Meteorologists will issue five-day hurricane forecasts beginning with the upcoming season, extending the three-day forecasts used since 1964, the National Oceanic and Atmospheric Administration said Monday.
The National Weather Service is lengthening the forecasts after a two-year test. The agency cites improvements in technology that will allow the five-day forecasts to be sufficiently accurate and the need for longer-range outlooks as coastal areas become more populated as reasons for the extension.
The Atlantic hurricane season begins June 1 and ends Nov. 30.
"This five-day forecast provides a valuable planning and preparedness tool and is a tangible step forward in our efforts to protect lives and property, and enhance the U.S. economy," said James R. Mahoney, NOAA deputy administrator.

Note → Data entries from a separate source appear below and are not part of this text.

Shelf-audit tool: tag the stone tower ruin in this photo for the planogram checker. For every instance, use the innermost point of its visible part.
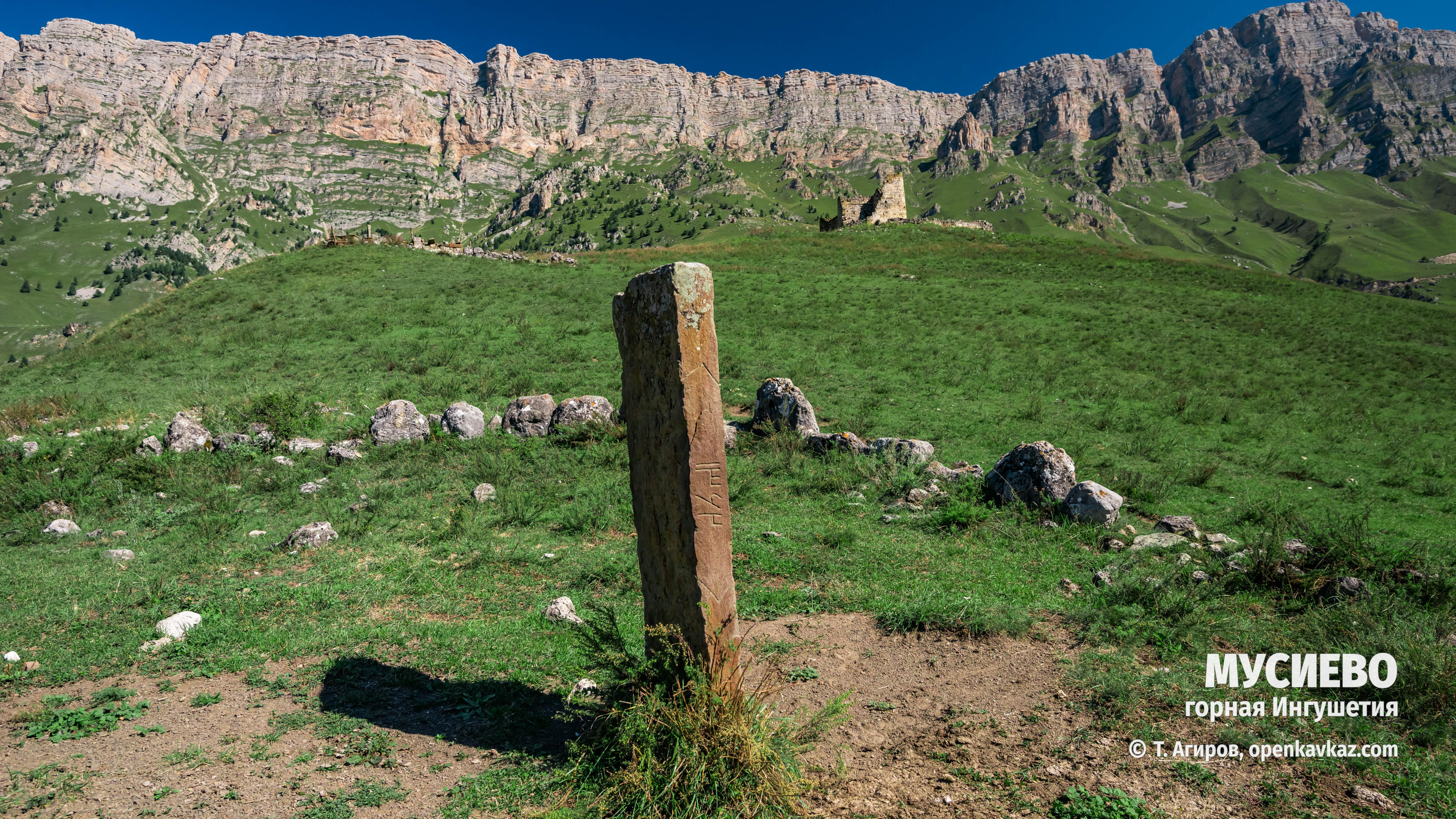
(889, 202)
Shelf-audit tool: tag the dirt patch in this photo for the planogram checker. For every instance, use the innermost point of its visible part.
(222, 760)
(940, 726)
(947, 726)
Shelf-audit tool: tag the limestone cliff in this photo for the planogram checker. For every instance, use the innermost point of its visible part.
(1307, 82)
(356, 129)
(407, 123)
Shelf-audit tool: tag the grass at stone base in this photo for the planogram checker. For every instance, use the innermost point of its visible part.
(1246, 400)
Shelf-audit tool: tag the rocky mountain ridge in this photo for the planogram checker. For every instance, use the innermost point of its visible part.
(401, 129)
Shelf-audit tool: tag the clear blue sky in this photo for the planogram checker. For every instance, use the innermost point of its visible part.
(954, 47)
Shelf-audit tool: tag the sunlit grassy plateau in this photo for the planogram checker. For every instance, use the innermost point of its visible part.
(1266, 407)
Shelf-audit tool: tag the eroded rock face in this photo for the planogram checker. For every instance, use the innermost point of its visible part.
(464, 420)
(398, 422)
(529, 416)
(956, 473)
(1036, 474)
(1092, 503)
(311, 535)
(822, 444)
(62, 528)
(905, 451)
(346, 451)
(781, 406)
(580, 411)
(185, 435)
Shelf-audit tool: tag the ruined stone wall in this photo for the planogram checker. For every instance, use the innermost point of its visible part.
(889, 202)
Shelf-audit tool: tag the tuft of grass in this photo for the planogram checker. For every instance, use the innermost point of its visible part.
(1205, 780)
(1110, 803)
(73, 723)
(685, 738)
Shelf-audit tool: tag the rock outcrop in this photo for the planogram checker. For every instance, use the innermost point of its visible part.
(529, 416)
(398, 422)
(1092, 503)
(185, 435)
(781, 406)
(464, 420)
(1036, 474)
(589, 409)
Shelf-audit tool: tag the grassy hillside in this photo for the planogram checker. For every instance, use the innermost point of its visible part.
(1331, 226)
(1265, 406)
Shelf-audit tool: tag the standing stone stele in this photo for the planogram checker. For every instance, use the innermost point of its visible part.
(669, 346)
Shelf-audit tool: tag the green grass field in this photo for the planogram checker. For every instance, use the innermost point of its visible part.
(1267, 407)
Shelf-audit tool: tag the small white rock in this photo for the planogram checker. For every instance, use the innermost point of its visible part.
(178, 624)
(62, 528)
(561, 610)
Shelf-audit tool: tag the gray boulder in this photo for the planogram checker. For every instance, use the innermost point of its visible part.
(226, 441)
(55, 509)
(1352, 588)
(905, 451)
(580, 411)
(1036, 474)
(956, 471)
(1175, 524)
(781, 406)
(1296, 547)
(464, 422)
(305, 445)
(178, 624)
(529, 416)
(1092, 503)
(398, 422)
(185, 435)
(1158, 541)
(822, 444)
(312, 535)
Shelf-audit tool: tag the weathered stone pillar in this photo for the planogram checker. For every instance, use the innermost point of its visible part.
(670, 391)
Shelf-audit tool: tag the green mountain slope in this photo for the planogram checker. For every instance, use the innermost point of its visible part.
(1266, 407)
(1336, 226)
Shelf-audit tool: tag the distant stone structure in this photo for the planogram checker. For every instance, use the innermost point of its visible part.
(887, 203)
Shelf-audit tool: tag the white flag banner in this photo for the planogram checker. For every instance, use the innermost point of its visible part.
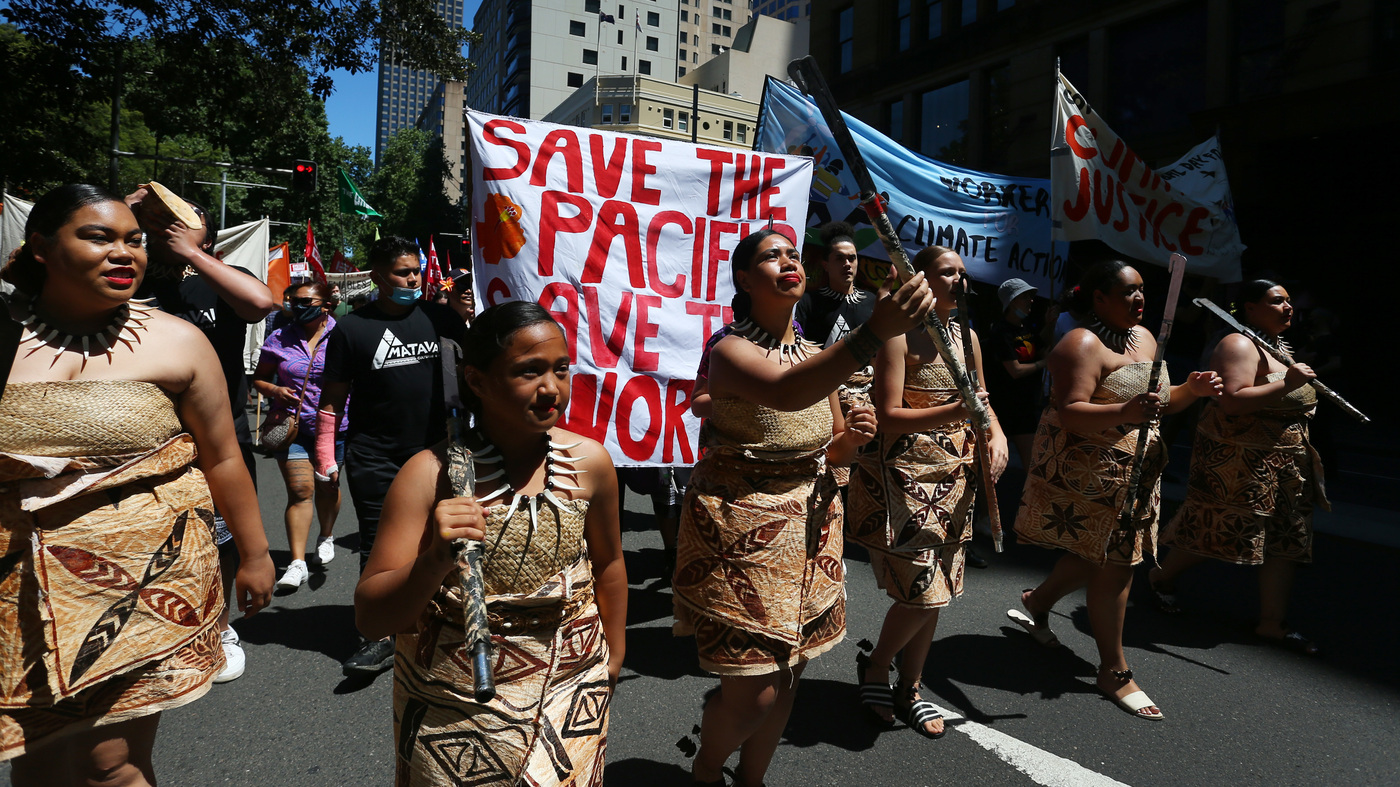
(247, 247)
(1103, 191)
(1201, 175)
(626, 241)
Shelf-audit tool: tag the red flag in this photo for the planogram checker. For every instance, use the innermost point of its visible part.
(433, 276)
(312, 255)
(340, 265)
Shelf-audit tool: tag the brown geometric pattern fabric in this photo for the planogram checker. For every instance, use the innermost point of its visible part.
(910, 499)
(759, 551)
(108, 573)
(1253, 486)
(1078, 483)
(548, 723)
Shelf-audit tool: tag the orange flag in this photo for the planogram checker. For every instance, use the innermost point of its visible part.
(279, 269)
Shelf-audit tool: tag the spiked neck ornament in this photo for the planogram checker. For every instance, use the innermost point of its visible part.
(123, 328)
(553, 457)
(787, 353)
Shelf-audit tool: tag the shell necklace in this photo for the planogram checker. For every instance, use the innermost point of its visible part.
(555, 455)
(853, 297)
(129, 318)
(793, 353)
(1115, 339)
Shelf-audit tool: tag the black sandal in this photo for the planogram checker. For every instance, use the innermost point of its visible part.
(920, 713)
(874, 695)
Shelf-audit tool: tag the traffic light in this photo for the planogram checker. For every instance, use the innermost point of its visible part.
(304, 175)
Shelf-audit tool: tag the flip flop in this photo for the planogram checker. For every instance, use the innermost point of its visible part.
(1042, 635)
(874, 695)
(920, 713)
(1137, 705)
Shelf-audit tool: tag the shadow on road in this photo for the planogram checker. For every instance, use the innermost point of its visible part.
(633, 772)
(326, 629)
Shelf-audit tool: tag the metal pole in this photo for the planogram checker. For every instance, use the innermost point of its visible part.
(112, 175)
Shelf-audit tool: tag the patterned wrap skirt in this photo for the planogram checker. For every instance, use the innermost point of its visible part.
(910, 504)
(109, 584)
(759, 577)
(1253, 486)
(1078, 483)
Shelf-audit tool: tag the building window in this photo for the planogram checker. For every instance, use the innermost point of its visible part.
(969, 11)
(846, 39)
(903, 24)
(944, 123)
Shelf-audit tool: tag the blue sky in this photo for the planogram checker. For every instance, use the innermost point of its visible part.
(350, 108)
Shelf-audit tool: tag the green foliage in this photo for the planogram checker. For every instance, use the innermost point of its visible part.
(304, 35)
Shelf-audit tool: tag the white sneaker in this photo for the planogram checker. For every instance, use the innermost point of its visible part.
(294, 577)
(326, 548)
(234, 658)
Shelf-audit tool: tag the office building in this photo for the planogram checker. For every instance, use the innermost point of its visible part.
(535, 53)
(405, 91)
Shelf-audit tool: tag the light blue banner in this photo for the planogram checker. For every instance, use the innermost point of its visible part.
(1000, 226)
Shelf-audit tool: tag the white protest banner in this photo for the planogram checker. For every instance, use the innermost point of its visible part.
(1201, 174)
(245, 247)
(1103, 191)
(626, 241)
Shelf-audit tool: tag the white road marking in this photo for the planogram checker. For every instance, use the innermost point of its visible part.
(1039, 765)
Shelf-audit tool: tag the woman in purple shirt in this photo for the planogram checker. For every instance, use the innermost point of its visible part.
(289, 354)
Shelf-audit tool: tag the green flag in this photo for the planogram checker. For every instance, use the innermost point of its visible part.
(350, 199)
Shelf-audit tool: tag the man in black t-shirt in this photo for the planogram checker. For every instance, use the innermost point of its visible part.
(388, 353)
(184, 279)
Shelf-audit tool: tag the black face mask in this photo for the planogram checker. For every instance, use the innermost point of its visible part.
(305, 314)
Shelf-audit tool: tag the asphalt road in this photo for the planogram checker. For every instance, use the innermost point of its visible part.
(1238, 712)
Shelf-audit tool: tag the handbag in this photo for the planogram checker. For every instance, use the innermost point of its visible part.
(279, 430)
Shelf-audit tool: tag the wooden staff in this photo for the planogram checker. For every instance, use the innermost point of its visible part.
(1137, 490)
(1280, 356)
(989, 482)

The new forecast will be useful for those who need more than three days to move themselves and their property, such as the U.S. Navy, Mahoney said.
"U.S. Navy interest in the longer range forecasts are driven by the lengthy time required to protect major shore activities, move ships at port or divert those at sea," said Capt. Jeff Bacon, Commander of the Naval Atlantic Meteorology and Oceanography Center.
The National Hurricane Center went through a rigorous set of experiments 2001 and 2002 to test its capability to issue five-day forecasts, said Max Mayfield, the hurricane center's director.
Data from those tests indicate the extended forecasts will be as accurate as three-day forecasts issued 15 years ago, Mayfield said.